In this series, we start making movements with the arms ( even vinyasas ). Then the elbow and shoulder joints are mobilized. Next, we move the column in all possible ways: lateral extension, extension, torsion, and forward bending. Finally, the hips are also stretched through utkatasana and its variants. And finally, the ankles.
BENEFITS OF THE TADASANA SERIES
This sequence improves the balance, physical and emotional, as it provides a feeling of mental calm, due to the slowness of the movements and their synchronization with very slow and conscious breathing.
- Strengthens the muscles of the legs and abdominal area.
- Correct the posture.
- Stretch your arms and shoulders.
- Keeps the column flexible.
- Improves digestion.
- Upper body exercises improve breathing and are suitable for people with bronchial asthma.
- It promotes concentration.
MAIN ASANAS YOU CAN FIND IN THE TADASANA SEQUENCE
- The sequence begins in tadasana or mountain posture. From there, a series of movements are made with the arms or even vinyasa.
- Then back extensions or push-ups are made, with the arms in different positions.
- Next, lateral flexions of the spine. That is, with your arms up, your back is stretched to both sides.
- We continue with torsions of the spine to both sides, placing the arms in different positions.
- Then we continue with the flexion of the back forward: first Ardha uttanasana, or half flexion, khagasana or posture of the bird, and uttanasana or full forward flexion.

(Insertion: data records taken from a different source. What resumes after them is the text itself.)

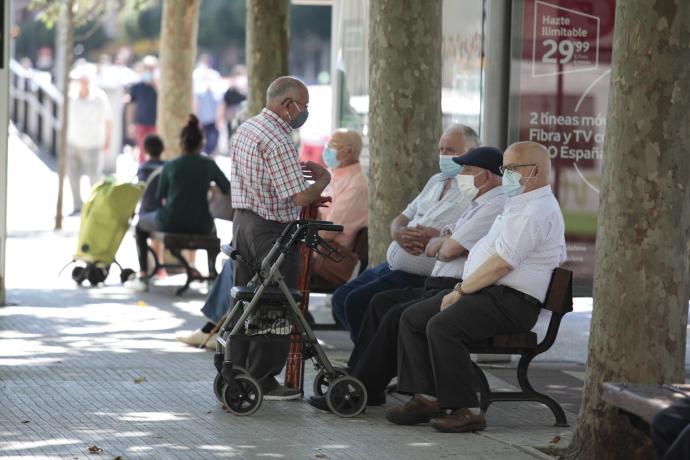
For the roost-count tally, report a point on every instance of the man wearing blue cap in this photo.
(505, 280)
(374, 358)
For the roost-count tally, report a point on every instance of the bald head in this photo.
(283, 88)
(348, 145)
(287, 97)
(535, 175)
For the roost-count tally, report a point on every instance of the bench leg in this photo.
(212, 255)
(190, 274)
(533, 395)
(528, 393)
(484, 389)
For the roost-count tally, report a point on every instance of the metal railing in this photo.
(35, 106)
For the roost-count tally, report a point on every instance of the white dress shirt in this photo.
(430, 210)
(472, 226)
(530, 236)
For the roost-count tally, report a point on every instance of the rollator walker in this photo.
(268, 310)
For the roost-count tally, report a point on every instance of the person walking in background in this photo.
(149, 174)
(88, 134)
(207, 102)
(143, 98)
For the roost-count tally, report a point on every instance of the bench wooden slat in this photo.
(643, 400)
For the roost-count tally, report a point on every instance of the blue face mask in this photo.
(448, 167)
(511, 183)
(330, 157)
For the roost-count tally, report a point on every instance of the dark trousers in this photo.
(375, 356)
(254, 237)
(350, 301)
(671, 431)
(432, 345)
(211, 136)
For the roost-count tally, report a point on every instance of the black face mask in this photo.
(300, 119)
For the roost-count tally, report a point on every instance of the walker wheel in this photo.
(245, 398)
(346, 397)
(218, 384)
(78, 274)
(322, 380)
(126, 274)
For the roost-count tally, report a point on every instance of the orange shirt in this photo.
(349, 189)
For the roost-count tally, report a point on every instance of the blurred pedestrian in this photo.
(143, 97)
(88, 134)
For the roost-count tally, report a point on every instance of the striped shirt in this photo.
(266, 172)
(430, 210)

- From uttanasana, the hands slide under the feet to padahastasana. And then, uttanasana is maintained with various positions of the hands and arms.
Kurmasana or standing turtle posture.
- The posture of the full backstretch, tiryangmukha uttanasana, posture of considerable difficulty. In Yoga Beneath the Surface, David Hurwitz raises the possibility of performing a variant stretching back and touching a wall behind, and Ramaswami admits this possibility.
In The Complete Work of Vinyasa Yoga, Ramaswami states:
- Those who are not able to perform all the vinyasas can try to make only those movements they can do without support. Then, they can try to make positions with help or support, but they must strive to get rid of the supports and accessories as soon as possible.
- Finally, utkatasana, the squat or hip stretching posture, and a series of related variations and postures, such as kancyasana or gold or raisin belt posture or loop posture, are performed.
- In The Complete Work of Vinyasa Yoga, Ramaswami adds that the sequence of the greeting to the sun, the sequence of the posture of the bird, and that of the greeting to the sun in various directions ( s`qdxdiknmaskara ) are extensions of the Tadasana cycle. These sequences are studied together with the viseshas .
Then I leave the video with the full class, in which after the sequence of Tadasana, we practice three of the four positions that Master Krishnamacharya recommended to do every day: pascimottanasana or the clamp, Sarvangasana or the candle, and maha mudra Or the great seal.